[Bug] Bloated session jsonl (444 MB) hangs gateway via String.prototype.replace — diagnose with sample+lsof

# [Bug] Bloated session JSONL (444 MB) blocks event loop via String.prototype.replace — gateway becomes unresponsive on agent message processing

## Summary

A single session jsonl file in `~/.openclaw/agents/main/sessions/` grew unbounded to **444 MB / 157,879 lines** over 2 days. Whenever the agent processed a new message (via Discord OR TUI), the gateway loaded this file's content into a JS string and ran `String.prototype.replace(/regex/, ...)` on it, blocking the main thread indefinitely. The gateway appeared "running" to launchd but was completely unresponsive — `openclaw gateway health` timed out at 10000ms, signals were ignored (event loop blocked), and the only recovery was `kill -9` + archiving the bloated file.

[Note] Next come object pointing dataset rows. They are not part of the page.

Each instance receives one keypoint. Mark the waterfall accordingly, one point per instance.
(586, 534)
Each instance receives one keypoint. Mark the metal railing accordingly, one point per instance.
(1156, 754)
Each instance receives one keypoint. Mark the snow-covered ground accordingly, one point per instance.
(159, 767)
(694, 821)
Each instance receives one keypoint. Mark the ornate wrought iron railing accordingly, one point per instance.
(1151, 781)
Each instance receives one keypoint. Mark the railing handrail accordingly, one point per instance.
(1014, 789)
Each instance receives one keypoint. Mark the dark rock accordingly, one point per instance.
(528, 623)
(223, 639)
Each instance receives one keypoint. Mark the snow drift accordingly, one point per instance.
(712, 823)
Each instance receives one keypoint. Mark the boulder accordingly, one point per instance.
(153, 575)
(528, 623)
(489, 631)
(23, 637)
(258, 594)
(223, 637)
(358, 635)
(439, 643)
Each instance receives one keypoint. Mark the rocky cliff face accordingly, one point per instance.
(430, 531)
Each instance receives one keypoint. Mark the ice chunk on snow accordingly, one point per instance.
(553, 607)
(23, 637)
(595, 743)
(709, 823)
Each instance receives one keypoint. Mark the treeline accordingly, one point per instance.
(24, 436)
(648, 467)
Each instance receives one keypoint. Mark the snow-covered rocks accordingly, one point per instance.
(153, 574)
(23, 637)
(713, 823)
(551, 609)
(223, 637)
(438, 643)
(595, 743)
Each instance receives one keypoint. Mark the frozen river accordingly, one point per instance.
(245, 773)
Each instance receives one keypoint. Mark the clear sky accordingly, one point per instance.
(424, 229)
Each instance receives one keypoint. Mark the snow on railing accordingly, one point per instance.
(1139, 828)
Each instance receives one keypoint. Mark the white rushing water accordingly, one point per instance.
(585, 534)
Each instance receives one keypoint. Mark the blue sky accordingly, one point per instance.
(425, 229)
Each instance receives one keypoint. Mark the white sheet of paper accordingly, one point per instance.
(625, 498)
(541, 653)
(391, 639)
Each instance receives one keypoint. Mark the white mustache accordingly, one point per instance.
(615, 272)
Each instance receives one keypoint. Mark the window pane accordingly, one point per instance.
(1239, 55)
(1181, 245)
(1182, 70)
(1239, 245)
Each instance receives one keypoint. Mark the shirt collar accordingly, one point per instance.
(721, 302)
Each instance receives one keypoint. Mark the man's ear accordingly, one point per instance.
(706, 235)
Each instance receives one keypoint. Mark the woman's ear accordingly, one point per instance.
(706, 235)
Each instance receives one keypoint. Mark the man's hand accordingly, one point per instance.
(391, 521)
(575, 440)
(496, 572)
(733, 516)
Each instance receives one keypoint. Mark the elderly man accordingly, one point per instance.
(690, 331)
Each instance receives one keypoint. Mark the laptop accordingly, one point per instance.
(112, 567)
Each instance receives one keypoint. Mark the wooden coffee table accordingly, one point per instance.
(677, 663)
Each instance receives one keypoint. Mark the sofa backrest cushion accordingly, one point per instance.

This bug pattern is **not currently filed** as far as I can find, despite likely affecting many users silently. I am submitting it because the diagnostic technique I used (`sample` + `lsof`) appears to be novel for this codebase and the root-cause finding is valuable.

## Environment

- **OpenClaw**: 2026.4.10 (44e5b62)
- **OS**: macOS 26.4 arm64 (Mac mini Apple Silicon, M2 Pro)
- **Node**: 25.6.1 (homebrew)
- **Install**: `/opt/homebrew/lib/node_modules/openclaw` via npm global
- **Service**: macOS LaunchAgent (`~/Library/LaunchAgents/ai.openclaw.gateway.plist`), bind=loopback
- **Channels**: Discord (2 bots), Telegram, WhatsApp (2 accounts)
- **Plugins**: 7 (discord, llm-task, lossless-claw, luca-approval, memory-core, telegram, whatsapp)
- **Memory backend**: was qmd, switched to builtin during debugging (separate issue, kept)
- **Active main agent session count**: 68 (after cleanup)

## Symptoms (the misleading ones that wasted hours of debugging)

The bloated session manifests as several apparently-unrelated symptoms that lead investigators down wrong paths:

1. **`openclaw gateway health` times out at 10000ms** with `Discord: failed (operation aborted)` while Telegram is fast (50ms)
2. **Process state `STAT=R, WCHAN=-`** — actively running on CPU, not blocked on I/O
3. **`SIGTERM` and `SIGINT` are ignored** — kill returns 0 but the process never exits (because the event loop is blocked, the signal handler can never run). Looks identical to a "broken signal trap" bug
4. **Discord bots show "logged in"** in earlier log lines but stop responding to new messages — looks like a Discord connection issue
5. **TUI sometimes works for a single message then dies** — looks like a Discord-specific bug because the visible failure is on Discord but TUI is also affected
6. **`launchctl print` shows the process as `state = running`** with `runs = 1` and `last exit code = (never exited)` — looks healthy to launchd
7. **No errors in `gateway.err.log`** — the log just goes silent at the moment of the hang
8. **Health-monitor restart cycle every 5-7 minutes** — looks like a connection issue

I spent ~6 hours chasing these symptoms across multiple wrong rabbit holes (mDNS cascade #64484, missing bundled deps #59820, QMD sidecar #64351, Discord race #57075, streaming partial races) — each of which is a *real bug* but none of which were the actual cause of the hangs in this case.

## The smoking gun: `sample` + `lsof`

I want to flag this diagnostic technique because **nobody else in the openclaw issue tracker uses it** and it would have saved me hours.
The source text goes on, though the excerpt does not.